La apuesta por la privatización del PP criticada por IU al conllevar "empleo de peor calidad"

Alberto López Casillas indica que la tendencia a ampliar las gestiones privadas “se ha incrementado con las últimas prórrogas y nuevos contratos”. Las bajas ofertas que resultan ganadoras “tienen una clara repercusión, empleos precarios y mal remunerados”

El grupo municipal de Izquierda Unida de Ávila muestra su desacuerdo con la progresiva privatización de los servicios municipales, una apuesta “heredada del anterior Equipo de Gobierno del Partido Popular y que parecen estar dispuestos a mantener los actuales miembros” señala Alberto López Casillas, concejal de Izquierda Unida en el Ayuntamiento de Ávila, en un momento en el que las externalizaciones “cada vez abarcan más servicios municipales, lo que podría considerarse una privatización encubierta del ayuntamiento”. Porque si el pasado verano “volvía a salir a concurso el servicio de mantenimiento de las zonas verdes de la ciudad con una ampliación de los jardines que quedaban en manos de la empresa concesionaria, la misma situación nos encontramos con los servicios de limpieza municipal, donde poco a poco se han ido ampliando los espacios dependientes de la empresa concesionaria”.

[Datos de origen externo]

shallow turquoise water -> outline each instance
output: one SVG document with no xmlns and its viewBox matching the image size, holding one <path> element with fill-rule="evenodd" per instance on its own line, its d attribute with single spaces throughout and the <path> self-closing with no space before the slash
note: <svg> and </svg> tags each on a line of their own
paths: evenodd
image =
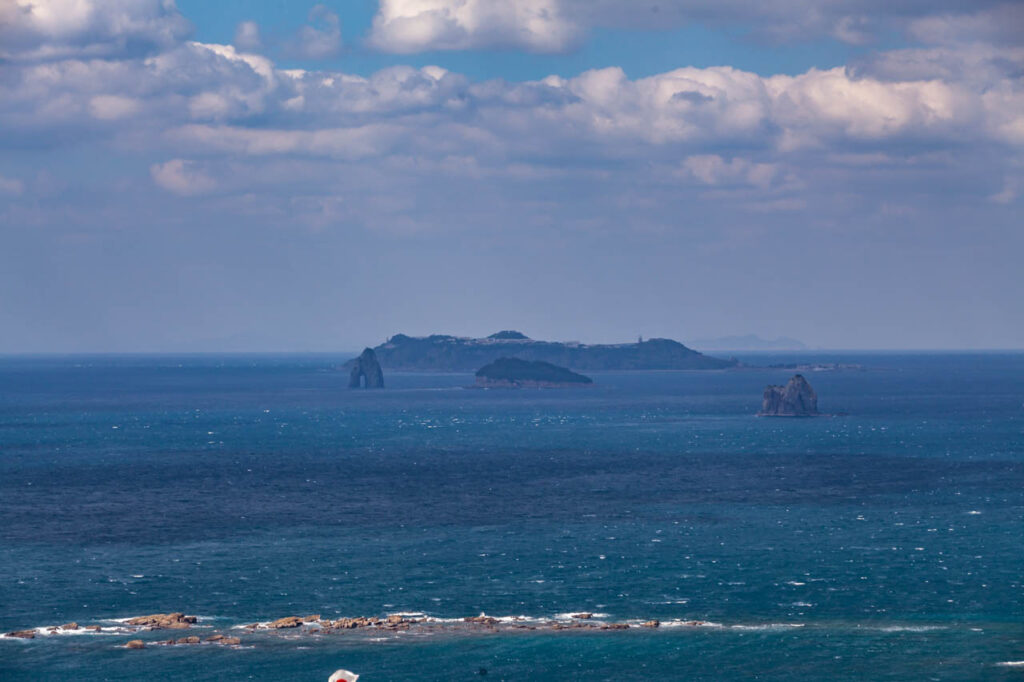
<svg viewBox="0 0 1024 682">
<path fill-rule="evenodd" d="M 786 358 L 759 356 L 768 364 Z M 600 633 L 0 639 L 4 680 L 1021 679 L 1024 355 L 595 374 L 572 391 L 332 357 L 0 360 L 0 630 L 181 610 L 699 619 Z"/>
</svg>

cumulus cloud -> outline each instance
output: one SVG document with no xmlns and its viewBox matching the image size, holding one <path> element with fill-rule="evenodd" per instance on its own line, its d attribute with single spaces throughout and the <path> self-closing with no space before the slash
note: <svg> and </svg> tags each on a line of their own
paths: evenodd
<svg viewBox="0 0 1024 682">
<path fill-rule="evenodd" d="M 682 174 L 706 185 L 743 184 L 767 189 L 778 176 L 779 167 L 741 158 L 726 161 L 717 154 L 701 154 L 683 162 Z"/>
<path fill-rule="evenodd" d="M 380 0 L 370 42 L 378 49 L 516 48 L 558 52 L 594 28 L 740 27 L 762 40 L 833 38 L 864 45 L 891 32 L 924 42 L 1024 43 L 1021 5 L 974 0 Z"/>
<path fill-rule="evenodd" d="M 370 43 L 397 53 L 506 47 L 559 52 L 579 31 L 560 0 L 380 0 Z"/>
<path fill-rule="evenodd" d="M 258 52 L 263 47 L 260 25 L 255 21 L 243 21 L 235 28 L 234 46 L 242 52 Z"/>
<path fill-rule="evenodd" d="M 325 5 L 309 11 L 309 23 L 287 45 L 287 51 L 305 59 L 327 59 L 341 51 L 341 20 Z"/>
<path fill-rule="evenodd" d="M 25 191 L 25 183 L 15 178 L 5 178 L 0 175 L 0 195 L 7 194 L 18 196 Z"/>
<path fill-rule="evenodd" d="M 190 31 L 174 0 L 0 0 L 0 59 L 139 55 Z"/>
<path fill-rule="evenodd" d="M 166 163 L 154 164 L 149 173 L 157 185 L 181 196 L 206 194 L 217 187 L 216 181 L 194 161 L 171 159 Z"/>
</svg>

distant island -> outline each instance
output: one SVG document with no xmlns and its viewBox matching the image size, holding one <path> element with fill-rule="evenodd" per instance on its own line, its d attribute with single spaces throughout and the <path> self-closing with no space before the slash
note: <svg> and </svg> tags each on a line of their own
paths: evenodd
<svg viewBox="0 0 1024 682">
<path fill-rule="evenodd" d="M 743 336 L 722 336 L 717 339 L 697 339 L 690 342 L 694 348 L 703 350 L 807 350 L 801 341 L 782 336 L 777 339 L 762 339 L 756 334 Z"/>
<path fill-rule="evenodd" d="M 481 388 L 578 388 L 593 383 L 565 367 L 520 358 L 498 358 L 476 373 Z"/>
<path fill-rule="evenodd" d="M 725 369 L 738 364 L 708 357 L 671 339 L 588 345 L 535 341 L 511 330 L 483 339 L 396 334 L 373 351 L 389 371 L 473 372 L 498 358 L 513 357 L 574 370 Z M 352 361 L 348 367 L 354 364 Z"/>
</svg>

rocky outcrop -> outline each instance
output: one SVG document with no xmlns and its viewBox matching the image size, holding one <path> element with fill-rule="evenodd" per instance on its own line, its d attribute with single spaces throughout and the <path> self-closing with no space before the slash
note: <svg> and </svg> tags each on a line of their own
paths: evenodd
<svg viewBox="0 0 1024 682">
<path fill-rule="evenodd" d="M 377 362 L 377 354 L 367 348 L 354 360 L 348 379 L 349 388 L 384 388 L 384 371 Z"/>
<path fill-rule="evenodd" d="M 764 389 L 762 417 L 814 417 L 818 414 L 818 395 L 802 375 L 797 374 L 785 386 Z"/>
<path fill-rule="evenodd" d="M 149 628 L 150 630 L 187 630 L 198 620 L 184 613 L 154 613 L 149 616 L 129 618 L 126 625 Z"/>
</svg>

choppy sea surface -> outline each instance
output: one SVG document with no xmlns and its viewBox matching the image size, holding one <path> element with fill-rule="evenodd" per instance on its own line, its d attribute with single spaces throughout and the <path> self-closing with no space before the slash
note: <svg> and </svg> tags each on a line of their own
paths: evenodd
<svg viewBox="0 0 1024 682">
<path fill-rule="evenodd" d="M 0 631 L 44 628 L 0 679 L 1024 679 L 1024 355 L 744 359 L 863 368 L 805 373 L 838 416 L 763 419 L 792 370 L 373 392 L 342 357 L 0 358 Z M 704 624 L 123 647 L 167 611 Z"/>
</svg>

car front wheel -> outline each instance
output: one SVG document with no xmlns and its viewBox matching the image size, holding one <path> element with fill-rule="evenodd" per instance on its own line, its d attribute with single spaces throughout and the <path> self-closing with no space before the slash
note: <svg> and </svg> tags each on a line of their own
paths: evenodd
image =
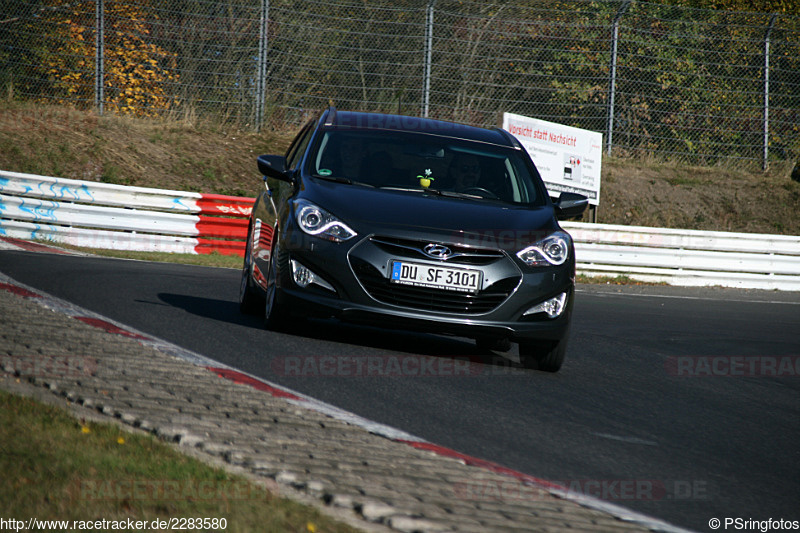
<svg viewBox="0 0 800 533">
<path fill-rule="evenodd" d="M 253 288 L 253 234 L 252 224 L 247 232 L 247 248 L 244 253 L 242 280 L 239 285 L 239 310 L 256 315 L 263 309 L 264 299 Z"/>
<path fill-rule="evenodd" d="M 567 355 L 567 335 L 557 341 L 519 343 L 519 361 L 525 368 L 558 372 Z"/>
<path fill-rule="evenodd" d="M 264 326 L 273 331 L 280 331 L 286 327 L 289 308 L 280 301 L 278 294 L 277 270 L 275 268 L 277 247 L 272 249 L 269 258 L 269 274 L 267 275 L 267 295 L 264 306 Z"/>
</svg>

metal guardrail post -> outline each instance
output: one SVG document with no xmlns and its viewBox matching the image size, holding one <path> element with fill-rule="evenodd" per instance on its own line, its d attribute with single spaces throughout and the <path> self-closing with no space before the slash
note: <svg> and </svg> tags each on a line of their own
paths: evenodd
<svg viewBox="0 0 800 533">
<path fill-rule="evenodd" d="M 764 156 L 761 163 L 761 170 L 764 172 L 769 167 L 769 41 L 776 18 L 778 18 L 778 14 L 773 13 L 769 18 L 767 33 L 764 36 Z"/>
<path fill-rule="evenodd" d="M 428 118 L 431 102 L 431 61 L 433 57 L 433 6 L 436 0 L 428 0 L 425 16 L 425 70 L 422 79 L 422 117 Z"/>
<path fill-rule="evenodd" d="M 261 131 L 264 122 L 264 101 L 267 98 L 267 45 L 269 44 L 269 0 L 261 1 L 261 23 L 258 30 L 256 62 L 255 128 Z"/>
<path fill-rule="evenodd" d="M 105 59 L 105 10 L 103 0 L 96 0 L 95 8 L 95 58 L 94 58 L 94 105 L 97 113 L 103 114 L 104 96 L 104 59 Z"/>
<path fill-rule="evenodd" d="M 606 119 L 606 146 L 607 153 L 611 155 L 611 146 L 614 140 L 614 96 L 617 86 L 617 44 L 619 42 L 619 21 L 622 15 L 628 10 L 631 0 L 625 0 L 614 16 L 614 24 L 611 33 L 611 73 L 608 79 L 608 117 Z"/>
</svg>

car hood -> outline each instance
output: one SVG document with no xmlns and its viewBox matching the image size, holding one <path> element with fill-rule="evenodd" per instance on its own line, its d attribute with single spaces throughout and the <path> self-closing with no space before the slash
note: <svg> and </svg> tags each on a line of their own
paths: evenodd
<svg viewBox="0 0 800 533">
<path fill-rule="evenodd" d="M 301 196 L 359 234 L 389 232 L 414 238 L 519 249 L 559 229 L 553 207 L 449 198 L 315 180 Z"/>
</svg>

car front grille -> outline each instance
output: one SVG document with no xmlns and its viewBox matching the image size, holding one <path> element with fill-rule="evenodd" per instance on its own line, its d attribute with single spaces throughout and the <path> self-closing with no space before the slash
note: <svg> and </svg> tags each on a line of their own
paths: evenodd
<svg viewBox="0 0 800 533">
<path fill-rule="evenodd" d="M 377 268 L 357 257 L 351 258 L 351 265 L 362 286 L 379 302 L 440 313 L 488 313 L 503 303 L 520 281 L 519 276 L 505 278 L 472 294 L 392 283 Z"/>
<path fill-rule="evenodd" d="M 397 237 L 375 236 L 370 237 L 370 242 L 394 257 L 408 257 L 410 259 L 431 258 L 423 252 L 425 245 L 428 244 L 429 241 L 414 241 L 410 239 L 398 239 Z M 488 265 L 489 263 L 505 258 L 505 255 L 499 250 L 471 248 L 452 244 L 448 244 L 447 247 L 450 248 L 453 255 L 445 261 L 452 261 L 460 265 Z"/>
</svg>

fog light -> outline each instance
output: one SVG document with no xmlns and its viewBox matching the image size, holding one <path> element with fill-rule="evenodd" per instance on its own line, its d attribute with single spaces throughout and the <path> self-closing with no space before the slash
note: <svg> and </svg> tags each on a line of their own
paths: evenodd
<svg viewBox="0 0 800 533">
<path fill-rule="evenodd" d="M 294 280 L 294 282 L 297 284 L 298 287 L 305 289 L 306 287 L 308 287 L 313 283 L 315 285 L 319 285 L 320 287 L 328 289 L 329 291 L 336 292 L 336 290 L 330 283 L 328 283 L 321 277 L 314 274 L 314 272 L 312 272 L 311 269 L 303 266 L 294 259 L 292 259 L 291 263 L 292 263 L 292 279 Z"/>
<path fill-rule="evenodd" d="M 550 298 L 549 300 L 545 300 L 544 302 L 540 303 L 539 305 L 534 305 L 522 316 L 528 315 L 535 315 L 536 313 L 547 313 L 547 316 L 550 318 L 556 318 L 560 316 L 561 313 L 564 312 L 564 309 L 567 308 L 567 293 L 562 292 L 558 296 L 554 298 Z"/>
</svg>

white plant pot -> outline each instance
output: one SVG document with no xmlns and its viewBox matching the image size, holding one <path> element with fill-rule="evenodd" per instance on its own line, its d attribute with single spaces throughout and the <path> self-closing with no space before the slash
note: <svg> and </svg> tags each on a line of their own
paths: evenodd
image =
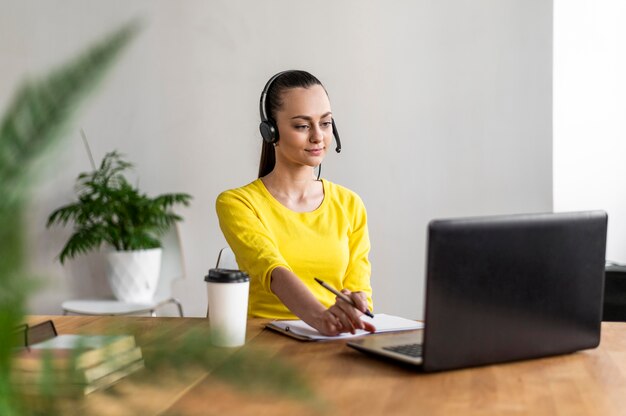
<svg viewBox="0 0 626 416">
<path fill-rule="evenodd" d="M 161 248 L 153 248 L 107 253 L 107 278 L 118 300 L 147 303 L 154 299 L 161 272 L 162 251 Z"/>
</svg>

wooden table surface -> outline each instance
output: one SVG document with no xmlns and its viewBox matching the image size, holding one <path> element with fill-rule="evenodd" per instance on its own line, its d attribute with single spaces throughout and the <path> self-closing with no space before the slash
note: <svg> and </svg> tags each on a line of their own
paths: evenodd
<svg viewBox="0 0 626 416">
<path fill-rule="evenodd" d="M 59 333 L 99 333 L 133 324 L 142 348 L 175 338 L 204 318 L 31 316 L 52 319 Z M 303 376 L 315 404 L 280 393 L 245 392 L 211 376 L 185 370 L 182 378 L 138 383 L 142 372 L 96 392 L 76 414 L 97 415 L 626 415 L 626 323 L 602 324 L 600 347 L 558 357 L 424 374 L 346 347 L 345 341 L 301 342 L 248 323 L 241 351 L 263 350 Z M 229 349 L 235 354 L 238 349 Z M 172 353 L 175 353 L 173 351 Z"/>
</svg>

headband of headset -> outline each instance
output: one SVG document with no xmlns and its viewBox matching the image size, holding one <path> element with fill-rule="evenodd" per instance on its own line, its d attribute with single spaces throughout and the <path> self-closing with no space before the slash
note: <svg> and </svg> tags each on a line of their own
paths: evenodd
<svg viewBox="0 0 626 416">
<path fill-rule="evenodd" d="M 259 124 L 259 131 L 261 132 L 261 137 L 266 143 L 277 143 L 279 137 L 278 127 L 276 126 L 276 122 L 269 117 L 269 113 L 267 111 L 267 93 L 279 76 L 286 74 L 287 72 L 293 72 L 293 70 L 282 71 L 278 74 L 274 75 L 267 81 L 265 87 L 263 88 L 263 92 L 261 93 L 261 98 L 259 100 L 259 113 L 261 115 L 261 124 Z M 332 127 L 333 127 L 333 136 L 335 137 L 335 141 L 337 142 L 337 146 L 335 147 L 335 151 L 337 153 L 341 152 L 341 140 L 339 139 L 339 132 L 337 131 L 337 126 L 335 125 L 335 120 L 332 119 Z"/>
</svg>

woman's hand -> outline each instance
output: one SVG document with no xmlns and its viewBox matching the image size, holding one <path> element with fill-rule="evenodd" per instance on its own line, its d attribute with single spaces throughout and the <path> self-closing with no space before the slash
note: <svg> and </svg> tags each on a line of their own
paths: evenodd
<svg viewBox="0 0 626 416">
<path fill-rule="evenodd" d="M 354 301 L 358 310 L 339 298 L 335 299 L 333 306 L 326 309 L 298 276 L 291 270 L 280 266 L 272 272 L 271 289 L 294 315 L 317 329 L 322 335 L 354 333 L 357 329 L 376 331 L 374 325 L 361 321 L 360 316 L 363 315 L 361 311 L 367 309 L 367 295 L 363 292 L 353 293 L 347 289 L 342 290 Z"/>
<path fill-rule="evenodd" d="M 316 320 L 313 325 L 315 329 L 327 336 L 339 335 L 343 332 L 354 334 L 357 329 L 376 331 L 374 325 L 361 320 L 361 315 L 367 309 L 367 295 L 363 292 L 350 292 L 347 289 L 341 292 L 352 299 L 356 308 L 339 297 L 335 298 L 335 304 L 322 312 Z"/>
</svg>

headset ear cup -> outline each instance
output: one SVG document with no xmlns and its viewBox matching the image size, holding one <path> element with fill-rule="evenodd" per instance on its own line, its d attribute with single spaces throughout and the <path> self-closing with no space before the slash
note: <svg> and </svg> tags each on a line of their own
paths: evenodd
<svg viewBox="0 0 626 416">
<path fill-rule="evenodd" d="M 266 143 L 276 143 L 278 142 L 278 129 L 276 125 L 271 121 L 262 121 L 259 124 L 259 132 L 261 132 L 261 137 L 265 140 Z"/>
</svg>

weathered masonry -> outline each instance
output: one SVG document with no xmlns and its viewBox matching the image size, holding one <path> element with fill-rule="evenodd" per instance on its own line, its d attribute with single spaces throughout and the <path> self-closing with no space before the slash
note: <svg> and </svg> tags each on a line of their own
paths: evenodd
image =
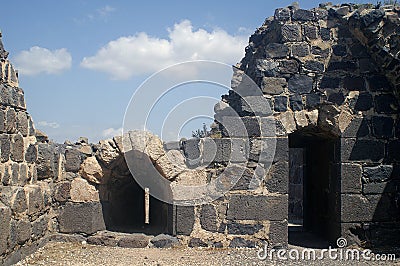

En el caso del servicio de limpieza desde la formación de izquierdas se recuerda que las prórrogas del contrato han ido aparejadas de la externalización de nuevas estancias. Un incremento progresivo en el que se han ido incluyendo el Episcopio, San Francisco, los Hornos Postmedievales, Los Caprotti o Los Verdugos. “Ya sólo queda por privatizar la limpieza del propio edificio del ayuntamiento”. Y todo ello en un escenario de privatizaciones más polémicas como el servicio de alumbrado o el más reciente caso del 88 Torreones, servicio que tanto Izquierda Unida como PSOE han reclamado que sea gestionado desde lo público.


Precisamente Izquierda Unida ha solicitado un informe sobre los costes que para las arcas municipales ha supuesto el incremento de los espacios privatizados en el contrato de limpieza. Igualmente la formación de izquierdas insta a que se solicite a la empresa el incremento de plantilla que supone el aumento de estos espacios, “dado que tememos que simplemente suponga una mayor carga de trabajo para los actuales empleados”.


Alberto López Casillas señala que esta crítica “no es gratuita sino que se basa en la apuesta por el empleo de calidad que desde Izquierda Unida estamos convencidos que debe proporcionarse y promocionarse desde las administraciones públicas”. Las bajas ofertas, “a nuestro juicio temerarias en algunos casos”, que se están produciendo en los concursos “dejan un margen de beneficio de base tan estrecho que todos sabemos las repercusiones que tienen, y son la reducción salarial, la mayor carga de trabajo y en muchos casos recortes de plantilla”. Situaciones “de las que no puede ser cómplice una administración pública”.